24 de julio.
En otros años, las vacaciones en Saint Andrews incluyeron desplazamientos: hasta la isla de Skye, a la zona sur de las Highlands, a Edinburgh, por el condado de Fife, etc. Este julio ha habido que esperar ocho días para que nos decidiéramos a abandonar por unas horas nuestro apacible y tenazmente sedentario descanso. El destino: Dundee, la tercera ciudad en importancia de Escocia con permiso de Aberdeen. Una ciudad considerablemente fea, a unos viente kilómetros al norte y sin apenas alicientes turísticos más allá del cruce del que llaman Fiordo de Tay (
Firth of Tay) que la separa del condado de Fife.
Esta vez, la visita a Dundee - casi veinte años después de la primera - no tenía ningún motivo turístico: estábamos invitados a comer. Ricardo había adquirido el año anterior una casa, según mi hermano Pablo "un castillo" porque tiene un torreón, al lado mismo del
Lochee Park y nos la iba a mostrar: siempre es agradable celebrar la inauguración de un espacio de vida aunque no pueda llegarse a decir que da igual que sea un cobertizo o un palacete.

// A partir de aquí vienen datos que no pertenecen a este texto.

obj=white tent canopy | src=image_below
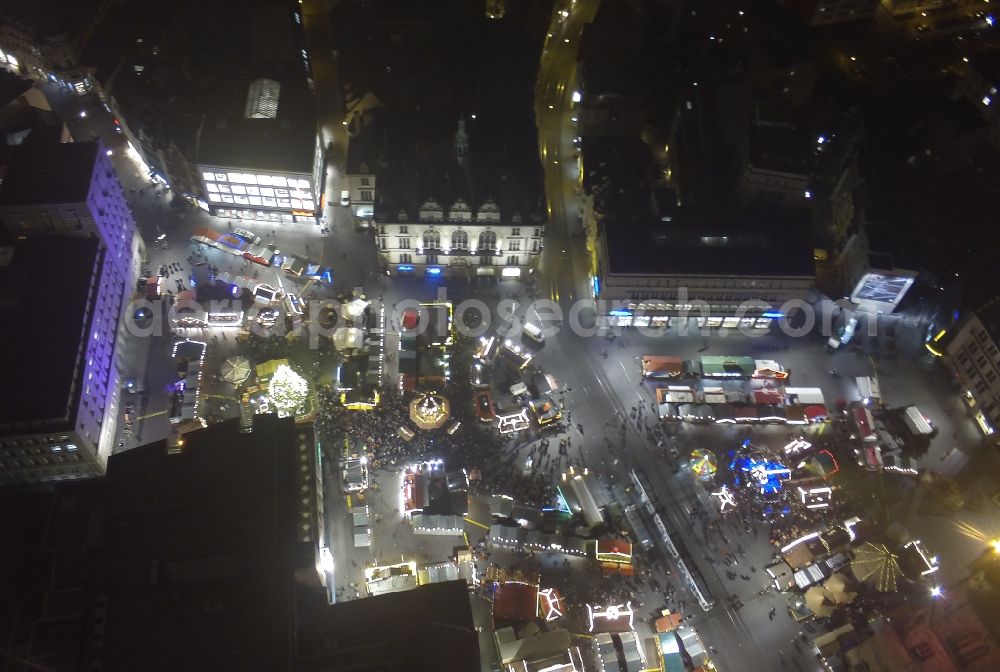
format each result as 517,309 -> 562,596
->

El día era espléndido nuevamente y, además, sin apenas viento. Las dos playas de Saint Andrews estaban abarrotadas como nunca las habíamos visto. Casi era un alivio tener un plan alternativo.
Cogimos el autobús y en la primera parada después de atravesar el
Tay Bridge nos esperaba nuestro anfitrión con su inevitable gorra. Tomamos otro hasta el parque y allí, flanqueando la entrada principal, como si hubiera sido una antigua casa de jardineros o guardas, la casa. Efectivamente, tiene algo de híbrido por la torre circular que preside su cara este pero es una villa más modesta y agradable de lo que Pablo nos había dibujado: no se trata, en absoluto, de un gélido y suntuoso castillo de piedra. Dos pisos repletos de libros, discos y sintetizadores, un salón muy al estilo británico con su inevitable moqueta y las ventanas sin persianas, dos buhardillas hermosas en el piso superior con una terraza y una escalera de caracol para acceder a las estancias superiores nos entretuvieron un buen rato. Los lavabos y cocina, como siempre, estuvieron en un segundo plano y, en cuanto acabó la inspección de rigor, al jardín a tomar unas cervezas. Mientras, Ricardo preparaba una paella murciana y nos mostraba, ¡milagro!, el Madeira que había comprado para la sobremesa. ¡Un Madeira, por fin! Parece que los Oportos se han comido la mayor parte de la cuota de consumo de esta clase de vinos tanto en Escocia como en Catalunya pero para uno el Madeira sigue siendo el preferido y aquello era una noticia excelente. Con el aroma de la paella y la perspectiva del vino posterior hicimos el aperitivo con cervezas de la tierra bajo un sol magnífico. Después, nos empapamos de un estupendo arroz cargado de azafrán y, en mi caso, de postre unas copas de Madeira que compartí con Ricardo y Esther.
El paseo posterior por el parque hasta el bello cementerio de Balgay, al este de la colina del mismo nombre coronada por el observatorio Mills, fue de una belleza y una alegría memorables aunque al llegar a Saint Andrews uno fuera incapaz de recordar el nombre de la sindicalista ante cuya tumba, a la sombra de los árboles, nos detuvimos un buen rato. De ello tuvieron la culpa la hospitalidad de Ricardo, el sol escocés y el Madeira.